'Mental health graduates and nurses, it's time to start blowing your own trumpet!'

Emeritus Professor Tony Butterworth, CBE gave an insightful and provocative talk on the findings of his recent report on Mental Health education in the School of Healthcare.

Pictured above left to right are: Professor Karen Spilsbury - Chair in Nursing Research, Deepa Korea - Head of RCN Foundation, Professor Tony Butterworth CBE, Dr Nicola Clibbens - Lecturer in Mental Health and Professor John Baker - Chair in Mental Health Nursing.

Last year NHS England accepted a five year blueprint (Mental Health Five Year Review) to address the growing crisis in mental health services and pledged further investment to support necessary changes. The blueprint and promised investment has been welcomed by charities, NHS England and people who use services.

This was the first presentation Professor Butterworth had given since the launch, after consulting with students, practitioners, educators, service users and carers. He gave a clear message to the packed auditorium that Mental Health nurses were declining as a group and needed to be more vocal about their contribution to nursing and their value to healthcare as a whole. Professor Butterworth said, " You are a rare breed of specialist nurses and you need to make yourselves heard - no one else will, it's up to you." 
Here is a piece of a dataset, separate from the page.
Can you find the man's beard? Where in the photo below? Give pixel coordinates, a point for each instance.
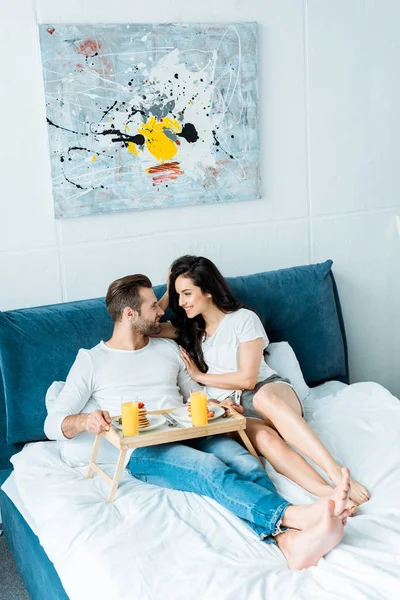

Professor Butterworth also highlighted the challenges and changes to the specialist nursing areas of Mental Health and the lack of representation against the threats of a generic registration model. He quoted directly from his report to say: " A view that graduate mental health nurse registration should be discontinued and made part of a single generic registration has no support from people who use services or from the nurses, themselves."  

He  ended with the report's 'elevator pitch'  definition of Mental health nurses as..."Working with people who can be distressed, withdrawn, depressed, uncommunicative and sometimes aggressive is particularly skilled work; mental health nurses have these psychosocial and interpersonal skills in abundance."